I think this might be an instance of the infamous closure bug, see the performance tips for an explanation and this issue for the full history.

1 Like

I had previously written return_fnc like

using FastClosures
function return_fnc(F, P)
    Fnc! = @closure (q, x, y, p) -> begin
        F, P = p
        q[1] = 5F(x, y, P) + 2.0
        q[2] = -2F(y, -x, P) + 3.0
        return nothing
    end
    p = F, P
    return Fnc!, p
end

which changes nothing; maybe I’m using FastClosures incorrectly. I also wasn’t so sure that it would be related, anyway, if I’ve defined the separate vector p so that F and P aren’t actually used.

Actually, defining it like this and removing p all together:

using FastClosures
function return_fnc(F, P)
    Fnc! = @closure (q, x, y, p) -> begin
        q[1] = 5F(x, y, P) + 2.0
        q[2] = -2F(y, -x, P) + 3.0
        return nothing
    end
    p = F, P
    return Fnc!, p
end

leads to the two methods being the same. I guess that fixes it, but still don’t really understand why.

I never used FastClosures so I won’t comment on that, but the original code’s methods are actually not quite the same.

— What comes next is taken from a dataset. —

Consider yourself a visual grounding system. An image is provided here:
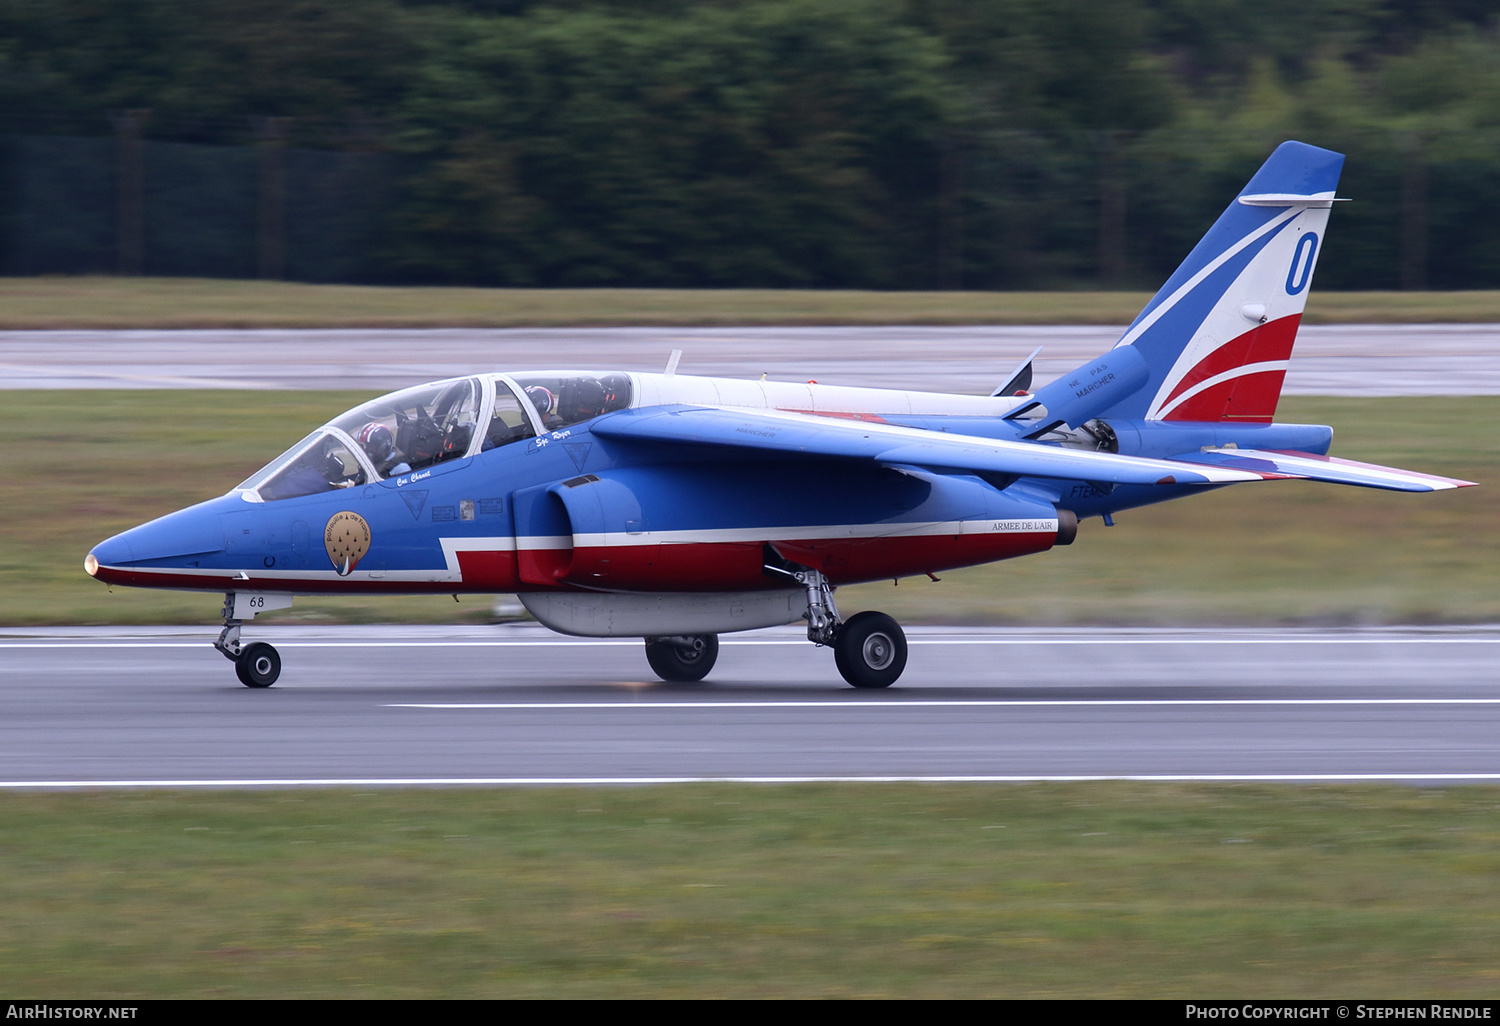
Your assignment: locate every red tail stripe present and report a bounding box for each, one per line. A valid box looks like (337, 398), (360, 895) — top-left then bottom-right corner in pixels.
(1160, 314), (1301, 410)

In fnc!, F, P belonged entirely to the method’s scope, but in Fnc!, F, P actually belonged to return_fnc's scope, it’s just that nested local scopes share variables when assigned (this is usually a useful behavior but may not be what you intended). return_fnc knows the type of F, P going in, but it can’t possibly predict the type of F, P because it is reassigned in the body of Fnc! that hasn’t even been called yet. That’s why F, P is type-unstable across both Fnc! and return_fnc. Just this edit:

...
Fnc! = (q, x, y, p) -> begin
        local F, P # declared different from the outer F, P!!!
        F, P = p
...

makes the methods’ @code_warntype equivalent. Not sure if the performance would be exactly the same, the global fnc! is implicitly const while the global Fnc! isn’t.

1 Like

Thank you, @Benny. I didn’t think about that difference - good to know. It makes the performance the same as far as I can tell.

This error does crop up from time to time; people like to share variables across nested local scopes…until they don’t. I wonder if there’s a static code analyzer that can indicate a variable’s home scope, maybe even an interactive one where you hover over a variable and it highlights where else it is or links you to its origin. @code_warntype is good but it could look more like the source.

1 Like